Hausers Zimmer - Roman
Jazz.
Zu Hause fragte ich Falk, was er von Jazz hielt. Ich erwartete das übliche Naserümpfen über alles, was nicht in seinem Plattenschrank stand, aber tatsächlich meinte Falk: »Da gibts gute Sachen, habe ich Respekt vor, muss ich mir bei Gelegenheit mal reinziehen.«
Am Samstag sollte eine Klassenfete stattfinden. Wiebke fand es gut, dass wir mal ausnahmsweise nicht so eine Cliquenwirtschaft zelebrierten, und versprach, mir ein paar Getränke und Knabberzeug zu besorgen. Seitdem die Party beschlossene Sache war, gab es jeden Tag in der Schule eine Diskussion darüber, welche Musik gespielt werden sollte.
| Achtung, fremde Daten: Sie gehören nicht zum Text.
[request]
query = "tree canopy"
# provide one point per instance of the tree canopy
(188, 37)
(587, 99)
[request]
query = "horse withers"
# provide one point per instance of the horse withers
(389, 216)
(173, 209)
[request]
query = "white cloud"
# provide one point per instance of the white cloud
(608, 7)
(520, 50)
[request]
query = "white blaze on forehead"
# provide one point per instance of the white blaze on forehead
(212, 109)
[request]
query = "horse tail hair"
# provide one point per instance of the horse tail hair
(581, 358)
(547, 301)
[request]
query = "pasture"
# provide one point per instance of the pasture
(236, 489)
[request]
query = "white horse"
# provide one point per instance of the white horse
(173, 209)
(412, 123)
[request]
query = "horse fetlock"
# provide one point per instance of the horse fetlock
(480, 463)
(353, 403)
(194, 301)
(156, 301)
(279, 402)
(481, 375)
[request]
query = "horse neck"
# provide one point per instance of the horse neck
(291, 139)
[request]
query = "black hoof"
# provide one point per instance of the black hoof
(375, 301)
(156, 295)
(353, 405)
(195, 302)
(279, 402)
Ein paar Platzhirsche wollten allein darüber bestimmen und anderen verbieten, Platten mitzubringen. Am Ende stand fest, dass nur Rolf und Oliver und niemand anderes auflegen durften und zwar Duran Duran, Adam and the Ants und Spandau Balle t – Jazz kam nicht in Frage, Steffen wurde sofort abgebügelt: »Dazu kann doch niemand tanzen!« Die Beatles und die Byrds , meine Vorschläge, wurden auch abgelehnt. »Wir leben in den Eighties!« Am Ende ärgerte ich mich so, dass ich mich fragte, ob ich überhaupt zu der Party wollte.
Am Samstagnachmittag stampfte Wiebke in mein Zimmer, die Fußgängerzone, und hielt ein riesiges Bündel Mohrrüben auf dem Arm. »Ich hab dir mal was Originelles für eure Klassenfete mitgebracht. Immer dieser Süßkram, das muss ja nicht sein. Eine echte Ladung Knabberzeugs!«
Sie strahlte mich an. Wiebke glaubte doch nicht im Ernst, dass ich Melanie und Larissa, wenn sie zu Get down on it , Ican’t go for that , oder I know there’s something going on tanzten, eine Mohrrübe in die Hand drücken würde? Ich wurde wütend. Das passierte nur sehr selten, aber ich platzte richtig. Ob sie vollkommen bescheuert sei, fragte ich Wiebke. Und die flippte aus: Sie sei es leid, sich dem ewigen Modeterror meiner Klasse unterordnen zu müssen, sie habe keine Lust mehr, sich unter Druck gesetzt zu fühlen, mir neue Klamotten zu kaufen, und bekomme ständig unterschwellig ein schlechtes Gewissen vermittelt, weil wir keinen Walkman oder anderen technischen Firlefanz hätten, diese frühe Anpassung an die Konsumgesellschaft halte sie für fatal und gefährlic h … Wir redeten überhaupt nicht über die Mohrrüben, aber über viele andere Dinge. Am Ende ließ sich Wiebke auf mein Matratzenlager fallen und heulte. Was der Hauser wohl mit den Mohrrüben gemacht hätte?
Später sah ich Isa in ihren Reiterhosen vom U-Bahnhof nach Hause kommen. Stiefel bis zu den Knien. Erwachsen. Zehn Minuten später saß ich bei ihr auf dem Balkon und aß Pfirsicheis. In einer muttifreien Minute beugte sich Isa zu mir: »Joshua hat mich gefragt, ob ich Sonntagabend mit ins Kino kommen will!«
Sie strahlte mich an. Dann fragte sie mich, ob Steffen mich wieder angerufen habe. »Der steht auf dich, ist doch eindeutig!« Isa sah mich verschwörerisch an.
»Meinst du?«
»Bin mir bombensicher.«
Ich zuckte unbeeindruckt mit den Schultern. Musste man unbedingt auf jemanden stehen, um ab und zu Zeit mit ihm verbringen zu wollen? Ich war jahrelang mit einem Felix befreundet gewesen, bis er nach Bremen zog, und wir standen, glaubte ich, nicht aufeinander. Aber jetzt, wo alle meine Freundinnen kein anderes Gesprächsthema mehr hatten als »Jungs«, konnte es keine andere Möglichkeit geben für einen Anruf außer, dass »der Typ auf dich steht«.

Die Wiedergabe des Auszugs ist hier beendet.